Le duopole PS-LR qui a gouverné la France depuis Mai 1968 a connu un effondrement historique hier soir, avec l'élimination de Benoît Hamon (PS) et François Fillon (LR) au premier tour des présidentielles françaises hier soir. L'ex-ministre de l'Economie PS Emmanuel Macron et Marine Le Pen du Front national se retrouvent au second tour.

Selon le ministère de l'Intérieur, Macron a obtenu 23,55 pour cent des voix et Le Pen 22,32 pour cent. Fillon n'a obtenu que 19,88 pour cent et Jean-Luc Mélenchon, le candidat de la France insoumise que soutenait le Parti communiste français (PCF) stalinien, a obtenu 19,01 pour cent.

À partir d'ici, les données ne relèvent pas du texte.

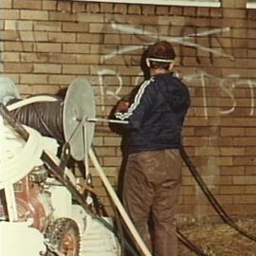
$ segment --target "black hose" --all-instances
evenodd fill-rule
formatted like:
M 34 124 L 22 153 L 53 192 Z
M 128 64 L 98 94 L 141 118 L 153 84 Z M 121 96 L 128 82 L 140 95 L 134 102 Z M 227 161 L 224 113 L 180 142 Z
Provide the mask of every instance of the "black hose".
M 203 178 L 199 174 L 199 173 L 196 170 L 195 166 L 191 161 L 191 159 L 188 156 L 184 147 L 180 148 L 180 154 L 181 154 L 181 156 L 182 156 L 183 160 L 185 161 L 187 167 L 191 171 L 192 176 L 196 180 L 197 184 L 199 185 L 199 187 L 201 188 L 204 194 L 206 195 L 206 197 L 208 198 L 208 200 L 210 201 L 211 206 L 214 208 L 216 212 L 223 219 L 223 221 L 226 224 L 228 224 L 230 228 L 237 230 L 243 236 L 248 238 L 249 240 L 252 240 L 252 241 L 256 242 L 256 237 L 254 235 L 248 233 L 247 231 L 244 230 L 241 227 L 239 227 L 235 223 L 235 221 L 225 211 L 225 210 L 222 208 L 222 206 L 219 204 L 219 202 L 216 200 L 216 198 L 213 196 L 213 194 L 211 193 L 211 192 L 208 188 L 207 184 L 205 183 L 205 181 L 203 180 Z

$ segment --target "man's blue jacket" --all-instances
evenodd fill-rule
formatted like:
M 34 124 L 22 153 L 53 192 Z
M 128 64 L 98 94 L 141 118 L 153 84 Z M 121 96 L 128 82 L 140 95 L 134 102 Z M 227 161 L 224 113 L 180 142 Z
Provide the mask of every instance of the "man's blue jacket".
M 117 119 L 129 122 L 128 153 L 179 148 L 190 104 L 187 86 L 173 74 L 145 81 L 127 112 L 116 113 Z

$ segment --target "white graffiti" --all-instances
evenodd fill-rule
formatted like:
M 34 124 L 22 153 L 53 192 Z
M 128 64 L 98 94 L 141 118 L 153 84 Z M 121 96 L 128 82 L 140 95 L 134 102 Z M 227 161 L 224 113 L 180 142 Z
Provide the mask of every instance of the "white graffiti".
M 186 35 L 184 37 L 172 37 L 172 36 L 159 36 L 156 33 L 153 33 L 153 32 L 150 32 L 150 31 L 144 30 L 144 29 L 140 29 L 140 28 L 136 28 L 133 26 L 120 25 L 120 24 L 117 24 L 115 22 L 112 22 L 111 26 L 114 29 L 119 30 L 121 32 L 134 34 L 134 35 L 144 35 L 144 36 L 149 37 L 150 39 L 166 40 L 170 43 L 176 43 L 176 44 L 179 44 L 182 46 L 195 47 L 197 49 L 212 53 L 213 55 L 216 55 L 216 56 L 227 57 L 227 58 L 229 58 L 231 60 L 234 59 L 233 56 L 227 54 L 224 51 L 214 50 L 210 47 L 206 47 L 202 45 L 198 45 L 198 44 L 190 42 L 192 39 L 196 38 L 196 37 L 205 37 L 205 36 L 209 36 L 209 35 L 212 35 L 212 34 L 229 32 L 229 31 L 230 31 L 230 27 L 211 29 L 211 30 L 201 32 L 201 33 L 189 34 L 189 35 Z M 151 44 L 152 44 L 152 42 L 147 43 L 146 45 L 151 45 Z M 121 49 L 118 49 L 118 50 L 115 50 L 109 54 L 104 55 L 101 58 L 101 63 L 103 61 L 107 61 L 107 60 L 110 60 L 112 58 L 115 58 L 118 55 L 123 54 L 126 52 L 130 52 L 130 51 L 134 51 L 134 50 L 137 50 L 137 49 L 141 49 L 143 47 L 144 47 L 144 46 L 125 46 Z
M 189 76 L 183 77 L 183 80 L 190 83 L 194 80 L 198 82 L 198 84 L 202 87 L 202 101 L 203 101 L 203 111 L 204 117 L 206 119 L 209 119 L 208 114 L 208 99 L 206 96 L 207 84 L 208 82 L 210 81 L 211 84 L 217 84 L 221 91 L 226 93 L 228 98 L 231 99 L 232 105 L 229 110 L 220 110 L 220 115 L 229 115 L 235 111 L 237 107 L 236 98 L 235 98 L 235 89 L 238 87 L 244 87 L 249 90 L 249 107 L 250 107 L 250 116 L 254 115 L 254 106 L 255 106 L 255 99 L 254 99 L 254 88 L 256 87 L 256 81 L 248 80 L 248 79 L 241 79 L 239 75 L 229 75 L 225 78 L 214 77 L 210 74 L 207 74 L 203 70 L 199 71 L 197 74 L 192 74 Z

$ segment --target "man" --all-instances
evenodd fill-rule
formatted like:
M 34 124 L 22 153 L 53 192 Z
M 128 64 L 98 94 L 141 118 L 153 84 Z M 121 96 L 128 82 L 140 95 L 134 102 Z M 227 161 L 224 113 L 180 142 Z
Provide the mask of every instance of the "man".
M 141 84 L 131 104 L 119 102 L 115 114 L 117 119 L 128 120 L 129 129 L 123 202 L 153 255 L 176 256 L 179 148 L 190 93 L 173 75 L 175 53 L 171 44 L 160 41 L 145 56 L 150 79 Z

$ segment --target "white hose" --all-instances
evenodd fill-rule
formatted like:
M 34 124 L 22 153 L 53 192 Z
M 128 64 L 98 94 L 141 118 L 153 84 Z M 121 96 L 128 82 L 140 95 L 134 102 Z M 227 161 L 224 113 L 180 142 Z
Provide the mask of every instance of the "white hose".
M 2 151 L 3 149 L 9 150 L 9 154 L 0 155 L 0 190 L 27 175 L 36 166 L 43 153 L 44 141 L 41 135 L 32 128 L 25 125 L 24 127 L 28 132 L 29 137 L 22 147 L 21 143 L 17 141 L 17 148 L 9 150 L 9 145 L 14 145 L 13 142 L 12 145 L 9 143 L 9 137 L 6 137 L 1 145 Z M 18 137 L 16 139 L 18 140 Z M 14 155 L 11 155 L 10 153 Z
M 123 221 L 125 222 L 127 228 L 129 229 L 131 234 L 133 235 L 134 240 L 140 247 L 141 252 L 143 252 L 144 256 L 151 256 L 151 252 L 149 251 L 149 249 L 145 246 L 143 240 L 139 236 L 134 224 L 132 223 L 132 221 L 129 218 L 127 212 L 125 211 L 123 206 L 121 205 L 117 193 L 115 192 L 114 189 L 112 188 L 111 184 L 109 183 L 109 181 L 108 181 L 103 170 L 101 169 L 101 167 L 94 152 L 92 151 L 92 149 L 89 150 L 89 155 L 90 155 L 91 160 L 92 160 L 96 170 L 98 171 L 98 174 L 99 174 L 100 177 L 101 178 L 107 192 L 109 192 L 109 195 L 111 196 L 113 202 L 115 203 L 116 207 L 118 208 L 121 217 L 122 217 Z

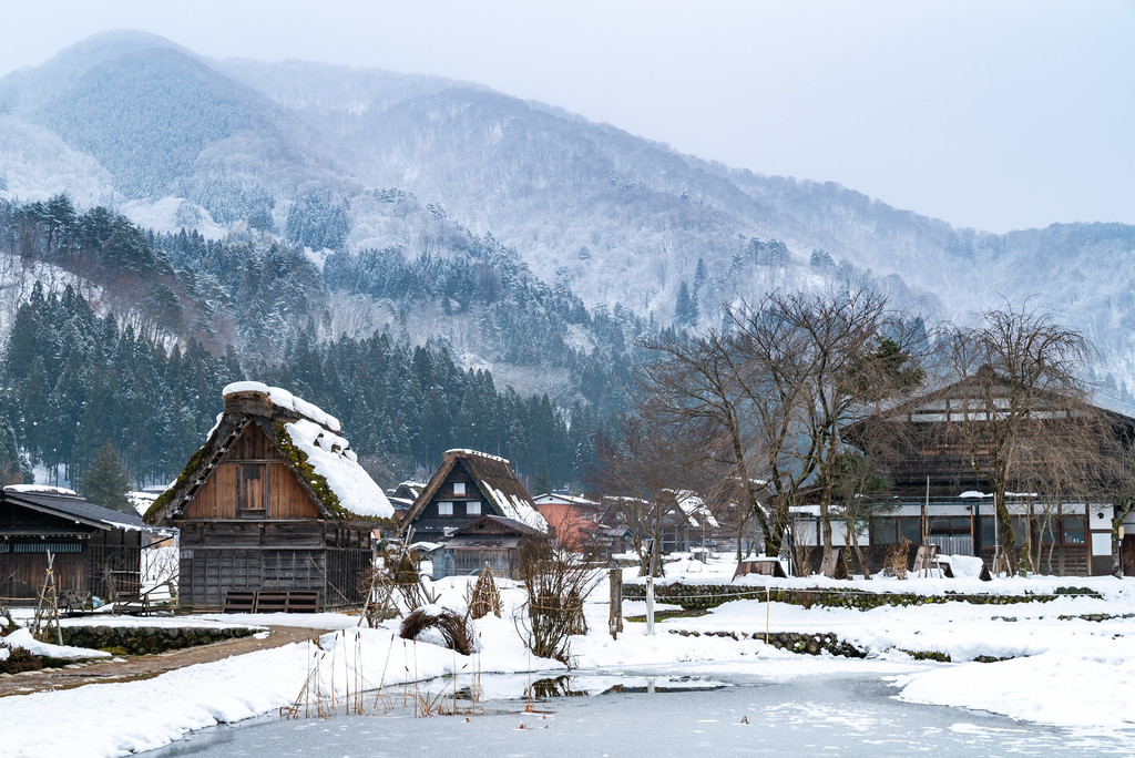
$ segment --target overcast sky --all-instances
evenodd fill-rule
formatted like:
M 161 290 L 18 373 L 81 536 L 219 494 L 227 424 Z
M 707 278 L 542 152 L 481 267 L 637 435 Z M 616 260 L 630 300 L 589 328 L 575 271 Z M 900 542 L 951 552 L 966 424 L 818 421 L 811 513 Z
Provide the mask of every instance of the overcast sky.
M 0 75 L 95 32 L 429 73 L 993 231 L 1135 224 L 1135 2 L 8 3 Z

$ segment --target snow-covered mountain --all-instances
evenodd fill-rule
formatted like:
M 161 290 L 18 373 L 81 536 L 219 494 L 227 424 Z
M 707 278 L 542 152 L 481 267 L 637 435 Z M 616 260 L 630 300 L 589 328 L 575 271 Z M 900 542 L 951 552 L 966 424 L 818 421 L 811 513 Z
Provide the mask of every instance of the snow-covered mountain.
M 592 306 L 667 323 L 684 284 L 709 319 L 722 301 L 852 277 L 953 320 L 1032 298 L 1087 331 L 1100 377 L 1135 387 L 1135 227 L 957 229 L 476 84 L 215 61 L 135 32 L 0 79 L 0 191 L 10 197 L 67 191 L 157 228 L 217 236 L 251 221 L 311 247 L 431 252 L 422 239 L 437 235 L 419 236 L 396 204 L 376 201 L 390 188 L 432 218 L 490 233 Z M 342 228 L 325 228 L 331 217 Z

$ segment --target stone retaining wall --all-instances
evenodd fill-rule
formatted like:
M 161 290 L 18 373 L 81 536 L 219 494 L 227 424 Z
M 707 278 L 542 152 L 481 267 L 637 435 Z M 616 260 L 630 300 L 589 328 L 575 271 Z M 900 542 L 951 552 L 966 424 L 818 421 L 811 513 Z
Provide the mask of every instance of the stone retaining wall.
M 118 655 L 146 655 L 250 637 L 247 626 L 64 626 L 64 645 L 94 648 Z
M 1052 593 L 1023 592 L 1020 595 L 983 595 L 966 592 L 943 592 L 941 595 L 916 595 L 914 592 L 865 592 L 857 589 L 812 588 L 787 589 L 751 584 L 655 584 L 654 598 L 658 603 L 679 605 L 687 610 L 715 608 L 731 600 L 770 600 L 789 603 L 810 608 L 855 608 L 869 610 L 882 606 L 931 605 L 940 603 L 972 603 L 974 605 L 1014 605 L 1017 603 L 1048 603 L 1061 596 L 1076 595 L 1099 598 L 1099 592 L 1082 587 L 1060 587 Z M 624 600 L 645 600 L 646 586 L 623 583 Z

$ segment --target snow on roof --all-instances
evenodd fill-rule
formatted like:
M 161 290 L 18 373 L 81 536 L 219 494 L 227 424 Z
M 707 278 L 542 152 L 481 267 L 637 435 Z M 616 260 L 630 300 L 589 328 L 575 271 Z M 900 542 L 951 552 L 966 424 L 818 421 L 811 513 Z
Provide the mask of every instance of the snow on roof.
M 512 465 L 508 463 L 508 458 L 502 458 L 499 455 L 493 455 L 490 453 L 481 453 L 480 450 L 471 450 L 468 447 L 454 447 L 453 449 L 446 450 L 446 455 L 479 455 L 482 458 L 488 458 L 489 461 L 498 461 L 506 465 Z
M 532 498 L 537 505 L 544 505 L 545 503 L 570 503 L 572 505 L 585 505 L 594 508 L 599 507 L 599 504 L 595 500 L 589 500 L 586 497 L 580 497 L 579 495 L 563 495 L 561 492 L 545 492 L 544 495 L 537 495 Z
M 68 495 L 78 497 L 78 494 L 66 487 L 48 487 L 47 485 L 8 485 L 5 487 L 8 492 L 41 492 L 43 495 Z
M 308 419 L 285 424 L 285 428 L 292 443 L 308 456 L 308 463 L 316 473 L 327 480 L 327 486 L 339 498 L 339 505 L 360 516 L 389 519 L 394 515 L 386 492 L 359 465 L 359 458 L 346 439 Z
M 538 529 L 541 532 L 548 531 L 548 522 L 544 520 L 539 511 L 524 503 L 519 496 L 512 495 L 507 496 L 493 485 L 487 481 L 481 481 L 481 485 L 487 490 L 487 495 L 493 498 L 501 508 L 501 514 L 505 519 L 512 519 L 513 521 L 519 521 L 526 527 L 531 529 Z
M 327 413 L 318 405 L 309 403 L 302 397 L 296 397 L 286 389 L 269 387 L 260 381 L 234 381 L 225 387 L 225 389 L 220 390 L 221 397 L 228 397 L 229 395 L 236 395 L 237 393 L 259 393 L 261 395 L 268 395 L 268 399 L 270 399 L 274 405 L 294 411 L 305 419 L 311 419 L 316 423 L 322 424 L 333 431 L 343 431 L 343 424 L 338 419 L 333 416 L 330 413 Z
M 686 517 L 689 520 L 690 524 L 695 527 L 700 527 L 698 519 L 705 522 L 706 527 L 712 527 L 716 529 L 721 524 L 714 519 L 714 515 L 709 513 L 709 508 L 706 507 L 705 500 L 701 499 L 696 492 L 688 489 L 679 490 L 674 492 L 674 499 L 678 502 L 678 507 L 682 509 Z

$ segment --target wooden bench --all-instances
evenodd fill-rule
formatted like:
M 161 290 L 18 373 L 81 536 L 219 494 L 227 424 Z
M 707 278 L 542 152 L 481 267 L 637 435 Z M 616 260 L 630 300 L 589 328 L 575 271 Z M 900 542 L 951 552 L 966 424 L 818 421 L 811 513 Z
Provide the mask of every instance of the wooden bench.
M 225 592 L 224 613 L 253 613 L 257 609 L 257 593 L 244 590 Z
M 762 574 L 764 576 L 781 576 L 784 578 L 784 566 L 776 558 L 753 558 L 749 561 L 741 561 L 737 564 L 737 571 L 733 572 L 733 579 L 738 576 L 745 576 L 746 574 Z
M 317 613 L 319 590 L 291 590 L 287 593 L 287 613 Z
M 918 553 L 915 555 L 914 573 L 918 574 L 922 572 L 926 572 L 928 574 L 930 572 L 935 570 L 942 576 L 953 579 L 953 568 L 950 567 L 949 561 L 938 559 L 938 546 L 919 545 Z
M 257 613 L 287 613 L 288 590 L 260 590 L 257 592 Z
M 225 613 L 317 613 L 319 590 L 229 590 Z

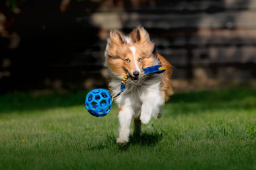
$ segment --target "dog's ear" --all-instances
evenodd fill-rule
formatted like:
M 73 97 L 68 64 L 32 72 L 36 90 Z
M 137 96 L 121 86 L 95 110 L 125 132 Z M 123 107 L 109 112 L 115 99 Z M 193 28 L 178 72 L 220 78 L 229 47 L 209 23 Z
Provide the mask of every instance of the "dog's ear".
M 137 26 L 130 34 L 133 43 L 144 43 L 150 42 L 148 32 L 141 26 Z
M 116 45 L 121 45 L 126 43 L 124 34 L 116 30 L 110 31 L 108 43 L 112 43 Z

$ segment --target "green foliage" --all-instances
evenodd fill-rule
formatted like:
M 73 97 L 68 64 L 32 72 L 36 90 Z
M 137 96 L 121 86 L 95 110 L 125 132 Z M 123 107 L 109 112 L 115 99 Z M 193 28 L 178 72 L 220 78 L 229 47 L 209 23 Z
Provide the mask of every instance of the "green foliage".
M 84 91 L 0 96 L 0 169 L 256 169 L 256 90 L 177 93 L 123 147 Z

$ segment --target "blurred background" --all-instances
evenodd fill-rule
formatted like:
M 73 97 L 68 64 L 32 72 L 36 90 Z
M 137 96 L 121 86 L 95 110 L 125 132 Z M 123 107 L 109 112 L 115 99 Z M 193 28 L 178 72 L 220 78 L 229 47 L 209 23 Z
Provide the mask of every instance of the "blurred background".
M 109 31 L 139 24 L 174 91 L 256 85 L 256 0 L 1 0 L 0 93 L 106 87 Z

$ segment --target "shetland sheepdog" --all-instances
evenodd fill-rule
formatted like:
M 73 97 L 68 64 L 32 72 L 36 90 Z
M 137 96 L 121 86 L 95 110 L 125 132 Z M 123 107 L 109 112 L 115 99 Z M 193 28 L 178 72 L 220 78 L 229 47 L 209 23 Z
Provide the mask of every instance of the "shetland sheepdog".
M 146 124 L 151 118 L 160 117 L 161 108 L 172 93 L 172 66 L 157 53 L 148 33 L 141 26 L 128 35 L 118 30 L 111 31 L 104 54 L 113 95 L 120 91 L 123 75 L 128 73 L 130 77 L 125 91 L 115 98 L 119 121 L 117 142 L 123 145 L 129 141 L 133 118 L 133 134 L 139 135 L 141 123 Z M 162 74 L 141 73 L 142 69 L 157 65 L 165 67 L 166 71 Z

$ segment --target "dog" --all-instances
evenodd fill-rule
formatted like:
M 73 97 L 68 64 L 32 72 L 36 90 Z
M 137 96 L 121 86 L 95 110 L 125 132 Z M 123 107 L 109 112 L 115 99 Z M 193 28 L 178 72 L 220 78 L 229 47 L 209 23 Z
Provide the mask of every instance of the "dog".
M 141 123 L 146 124 L 151 118 L 160 117 L 162 107 L 172 93 L 172 67 L 157 53 L 148 32 L 140 26 L 128 35 L 118 30 L 110 31 L 104 56 L 112 94 L 120 91 L 120 84 L 125 73 L 128 73 L 130 77 L 125 91 L 115 98 L 119 122 L 117 142 L 124 145 L 129 142 L 133 118 L 133 134 L 139 135 Z M 164 73 L 142 74 L 142 69 L 158 65 L 166 68 Z

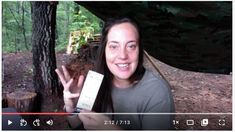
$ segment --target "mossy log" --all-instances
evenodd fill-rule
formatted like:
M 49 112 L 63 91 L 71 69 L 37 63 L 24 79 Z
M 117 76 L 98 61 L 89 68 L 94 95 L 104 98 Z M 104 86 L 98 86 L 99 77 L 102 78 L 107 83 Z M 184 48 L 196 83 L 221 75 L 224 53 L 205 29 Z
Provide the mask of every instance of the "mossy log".
M 13 107 L 17 112 L 32 112 L 35 92 L 15 91 L 7 94 L 8 107 Z

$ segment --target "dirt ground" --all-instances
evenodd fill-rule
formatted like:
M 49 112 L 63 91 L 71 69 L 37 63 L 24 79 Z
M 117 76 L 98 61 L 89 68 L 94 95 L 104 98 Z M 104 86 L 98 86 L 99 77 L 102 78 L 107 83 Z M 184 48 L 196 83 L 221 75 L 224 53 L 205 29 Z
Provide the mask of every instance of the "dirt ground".
M 57 66 L 68 64 L 76 55 L 57 53 Z M 34 91 L 32 83 L 32 54 L 11 53 L 3 54 L 3 98 L 15 90 Z M 206 74 L 177 69 L 154 60 L 162 74 L 172 87 L 175 101 L 175 128 L 194 130 L 232 129 L 232 74 Z M 149 62 L 147 68 L 153 69 Z M 92 66 L 80 63 L 74 68 L 86 71 Z M 43 107 L 43 111 L 62 111 L 62 100 L 55 101 L 54 105 Z M 60 104 L 59 104 L 60 103 Z M 55 108 L 55 106 L 58 106 Z M 186 114 L 185 114 L 186 113 Z M 68 129 L 65 117 L 50 116 L 55 120 L 57 130 Z M 201 126 L 201 120 L 208 119 L 209 124 Z M 187 125 L 187 120 L 193 120 L 194 125 Z M 221 122 L 223 121 L 223 122 Z M 225 125 L 221 125 L 221 124 Z M 55 129 L 46 127 L 43 129 Z

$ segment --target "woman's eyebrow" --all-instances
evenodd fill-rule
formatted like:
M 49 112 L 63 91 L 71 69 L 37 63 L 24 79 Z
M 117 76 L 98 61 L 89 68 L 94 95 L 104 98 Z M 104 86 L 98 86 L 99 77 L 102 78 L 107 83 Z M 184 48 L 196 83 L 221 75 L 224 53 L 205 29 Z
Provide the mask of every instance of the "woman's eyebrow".
M 118 44 L 119 42 L 118 42 L 118 41 L 115 41 L 115 40 L 112 40 L 112 41 L 109 41 L 108 43 L 115 43 L 115 44 Z

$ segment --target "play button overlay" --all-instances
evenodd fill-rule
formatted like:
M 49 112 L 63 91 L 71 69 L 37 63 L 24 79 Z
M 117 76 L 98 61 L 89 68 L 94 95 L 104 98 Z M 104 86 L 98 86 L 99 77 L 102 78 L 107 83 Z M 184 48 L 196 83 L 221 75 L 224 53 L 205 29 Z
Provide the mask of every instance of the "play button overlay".
M 12 121 L 11 120 L 7 120 L 7 125 L 11 125 L 12 124 Z

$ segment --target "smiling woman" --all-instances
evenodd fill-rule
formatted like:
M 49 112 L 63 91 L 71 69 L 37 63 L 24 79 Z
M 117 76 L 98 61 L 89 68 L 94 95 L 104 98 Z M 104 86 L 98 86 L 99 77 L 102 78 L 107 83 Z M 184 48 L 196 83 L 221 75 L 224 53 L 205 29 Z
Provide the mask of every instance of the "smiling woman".
M 137 23 L 126 17 L 110 19 L 102 30 L 101 45 L 96 71 L 104 75 L 103 82 L 92 111 L 82 110 L 70 117 L 72 126 L 94 130 L 173 129 L 174 117 L 161 114 L 174 112 L 170 86 L 143 67 Z M 81 75 L 75 83 L 66 68 L 62 69 L 63 74 L 56 72 L 64 86 L 65 109 L 73 112 L 84 78 Z

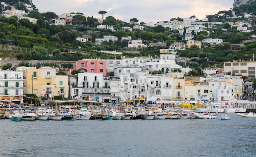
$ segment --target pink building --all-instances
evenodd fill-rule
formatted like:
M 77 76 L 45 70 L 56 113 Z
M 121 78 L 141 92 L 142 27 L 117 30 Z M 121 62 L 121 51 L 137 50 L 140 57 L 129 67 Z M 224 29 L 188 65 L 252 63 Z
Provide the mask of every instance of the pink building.
M 107 75 L 107 61 L 104 59 L 83 59 L 81 61 L 76 61 L 75 67 L 67 73 L 70 75 L 74 70 L 85 72 L 102 73 L 103 76 Z

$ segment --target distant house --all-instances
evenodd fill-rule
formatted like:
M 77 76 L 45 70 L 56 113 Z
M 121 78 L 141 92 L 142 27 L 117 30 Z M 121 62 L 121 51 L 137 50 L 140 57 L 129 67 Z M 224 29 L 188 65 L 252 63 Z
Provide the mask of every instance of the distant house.
M 104 41 L 108 42 L 109 40 L 112 40 L 113 41 L 117 41 L 118 38 L 115 36 L 112 35 L 104 35 L 103 38 L 96 38 L 95 39 L 95 44 L 97 45 L 100 45 L 101 43 Z
M 186 41 L 186 47 L 188 48 L 193 46 L 196 46 L 198 48 L 201 48 L 201 41 L 195 40 L 188 40 Z
M 76 40 L 81 42 L 86 42 L 89 41 L 89 37 L 88 35 L 83 35 L 83 37 L 78 37 Z
M 223 43 L 223 41 L 221 39 L 212 39 L 209 38 L 203 39 L 202 42 L 202 44 L 204 44 L 211 46 L 214 46 Z
M 142 41 L 140 40 L 132 40 L 128 43 L 128 48 L 141 48 L 148 47 L 147 45 L 142 43 Z

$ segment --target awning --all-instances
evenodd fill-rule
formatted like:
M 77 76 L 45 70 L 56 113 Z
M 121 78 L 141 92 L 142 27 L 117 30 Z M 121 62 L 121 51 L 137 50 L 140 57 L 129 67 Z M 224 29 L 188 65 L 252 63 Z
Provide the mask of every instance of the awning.
M 145 98 L 139 98 L 139 100 L 143 100 L 143 101 L 145 101 Z

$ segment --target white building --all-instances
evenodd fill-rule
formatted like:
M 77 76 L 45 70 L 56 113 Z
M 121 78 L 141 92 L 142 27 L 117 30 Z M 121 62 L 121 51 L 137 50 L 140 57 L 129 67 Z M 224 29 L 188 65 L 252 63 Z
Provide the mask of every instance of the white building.
M 110 83 L 103 79 L 102 74 L 79 73 L 70 78 L 70 81 L 72 99 L 99 102 L 110 101 Z
M 221 39 L 212 39 L 208 38 L 203 39 L 202 42 L 202 44 L 204 44 L 207 45 L 211 45 L 211 46 L 215 46 L 219 44 L 223 43 L 223 41 Z
M 140 40 L 132 40 L 129 41 L 128 46 L 127 46 L 130 48 L 141 48 L 144 47 L 147 47 L 148 45 L 142 43 L 142 41 Z
M 117 41 L 118 38 L 115 36 L 112 35 L 104 35 L 103 38 L 96 38 L 95 39 L 95 44 L 97 45 L 100 45 L 101 43 L 104 41 L 108 42 L 109 40 L 112 40 L 113 42 Z

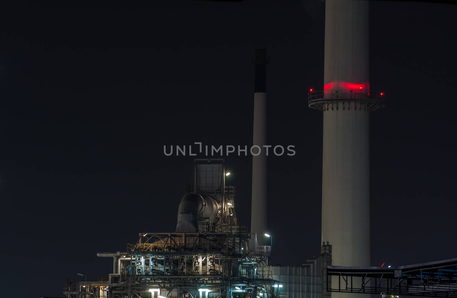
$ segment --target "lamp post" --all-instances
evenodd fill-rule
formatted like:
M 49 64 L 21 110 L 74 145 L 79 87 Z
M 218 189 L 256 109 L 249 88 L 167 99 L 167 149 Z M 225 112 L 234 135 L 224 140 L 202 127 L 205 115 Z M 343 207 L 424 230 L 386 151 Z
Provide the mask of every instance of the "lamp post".
M 273 237 L 270 234 L 267 234 L 266 233 L 265 233 L 264 235 L 265 235 L 266 237 L 270 238 L 270 252 L 271 253 L 271 249 L 273 248 Z
M 82 273 L 77 273 L 77 274 L 80 276 L 84 276 L 84 282 L 87 282 L 87 276 L 86 276 L 85 274 L 83 274 Z

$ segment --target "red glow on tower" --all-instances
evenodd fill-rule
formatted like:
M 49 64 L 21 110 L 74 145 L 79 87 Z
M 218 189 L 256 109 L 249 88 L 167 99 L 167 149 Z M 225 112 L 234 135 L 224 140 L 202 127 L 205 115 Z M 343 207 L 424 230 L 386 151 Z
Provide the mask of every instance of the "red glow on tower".
M 324 90 L 369 91 L 370 90 L 370 84 L 368 83 L 350 83 L 335 81 L 324 85 Z

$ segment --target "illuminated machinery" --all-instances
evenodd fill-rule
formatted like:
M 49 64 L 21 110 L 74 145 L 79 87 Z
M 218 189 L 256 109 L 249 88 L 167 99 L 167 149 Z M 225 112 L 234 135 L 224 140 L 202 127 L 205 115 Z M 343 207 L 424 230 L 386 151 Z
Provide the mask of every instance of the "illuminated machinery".
M 268 270 L 271 248 L 250 252 L 250 235 L 238 224 L 235 189 L 225 185 L 225 174 L 223 159 L 195 160 L 176 232 L 140 233 L 125 252 L 97 254 L 113 259 L 105 297 L 279 296 L 282 286 Z M 92 297 L 101 297 L 96 292 Z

Le candidat PS Benoît Hamon n'a reçu que 6,12 pour cent. C'est une défaite historique d'un parti social-démocratie dirigeant comparable uniquement à la désintégration du Pasok grec, discrédité par son imposition de mesures d'austérité dictées par l'Union européenne après la crise économique de 2008. Les mesures d'austérité du PS, son imposition d'un état d'urgence qui suspend des droits démocratiques fondamentaux, et ses appels de pied en direction du FN sous Hollande l'ont discrédité.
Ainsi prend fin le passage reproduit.